Khon is Thailand’s classical masked dance drama narrating episodes from the Ramakien (Thailand’s version of the Hindu Ramayana epic). Performances feature elaborately hand-crafted masks representing characters including the demon king Thotsakan (Ravana), the monkey god Hanuman, and divine heroes. Each mask is produced by specialized artisans using papier-mâché, lacquer, and gilding over several weeks. Khon originated as royal court performance during the Ayutthaya period (14th–18th century) and synthesizes Khmer, Indian, and indigenous Thai theatrical traditions. UNESCO inscribed Khon in 2018 as Thailand’s first ICH element (File 01385).

When was Songkran inscribed on UNESCO’s intangible cultural heritage list?

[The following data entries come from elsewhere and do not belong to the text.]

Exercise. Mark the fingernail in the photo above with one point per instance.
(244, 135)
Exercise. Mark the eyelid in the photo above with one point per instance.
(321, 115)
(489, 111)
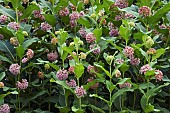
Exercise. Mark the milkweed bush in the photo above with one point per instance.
(64, 56)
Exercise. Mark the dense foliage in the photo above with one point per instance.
(84, 56)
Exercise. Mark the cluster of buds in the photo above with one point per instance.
(52, 56)
(64, 12)
(62, 74)
(71, 83)
(41, 75)
(96, 85)
(37, 14)
(22, 85)
(14, 69)
(79, 91)
(3, 19)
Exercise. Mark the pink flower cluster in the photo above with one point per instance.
(1, 37)
(126, 84)
(95, 85)
(144, 69)
(45, 26)
(4, 108)
(128, 51)
(14, 69)
(74, 16)
(22, 85)
(64, 12)
(90, 38)
(3, 19)
(97, 50)
(52, 56)
(71, 83)
(71, 70)
(14, 26)
(82, 32)
(144, 11)
(62, 74)
(37, 14)
(90, 69)
(158, 75)
(114, 32)
(121, 3)
(79, 91)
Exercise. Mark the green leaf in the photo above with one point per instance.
(159, 52)
(107, 72)
(20, 36)
(98, 34)
(50, 19)
(2, 75)
(124, 68)
(124, 32)
(28, 42)
(15, 3)
(20, 51)
(84, 22)
(29, 11)
(159, 14)
(9, 12)
(120, 92)
(2, 58)
(79, 70)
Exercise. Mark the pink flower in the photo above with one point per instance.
(4, 108)
(71, 84)
(121, 3)
(90, 69)
(97, 50)
(71, 70)
(119, 61)
(14, 69)
(144, 69)
(144, 11)
(79, 91)
(126, 84)
(30, 53)
(45, 26)
(114, 32)
(52, 56)
(95, 85)
(3, 19)
(82, 32)
(64, 12)
(128, 51)
(134, 61)
(1, 37)
(24, 60)
(22, 85)
(14, 26)
(90, 38)
(74, 16)
(158, 75)
(62, 74)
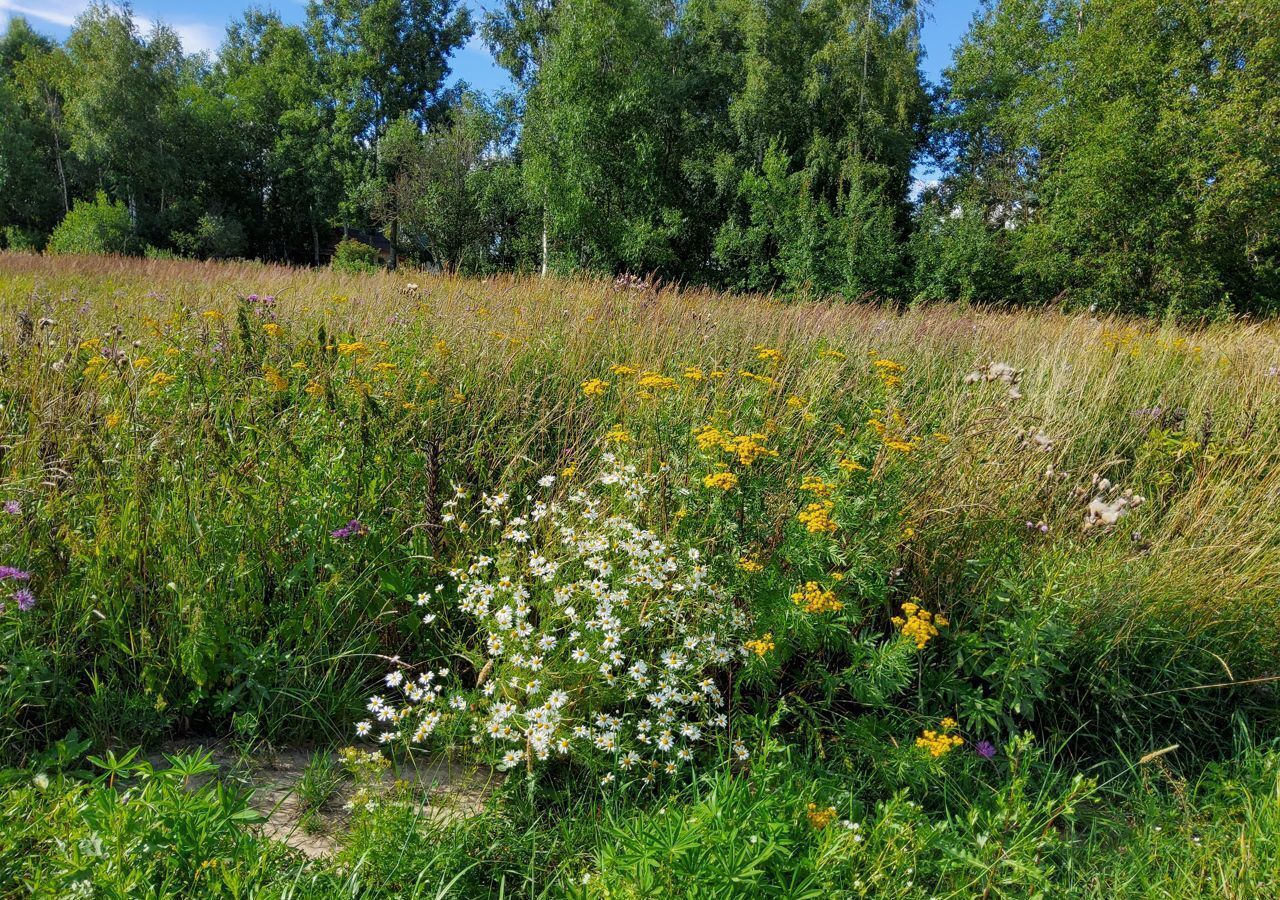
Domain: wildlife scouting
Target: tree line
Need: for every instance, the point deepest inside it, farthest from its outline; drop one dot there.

Songkran in Thailand, Traditional Thai New Year Festival was inscribed on UNESCO’s Representative List of the Intangible Cultural Heritage of Humanity in December 2023, at the 18th session of the Intergovernmental Committee (18.COM) in Kasane, Botswana, under Decision 18.COM 8.B.10. The inscription holds File 01719 and covers the complete Thai New Year ritual complex — not only the internationally known water-throwing but also almsgiving, merit-making, Buddha image bathing, and family ceremonies.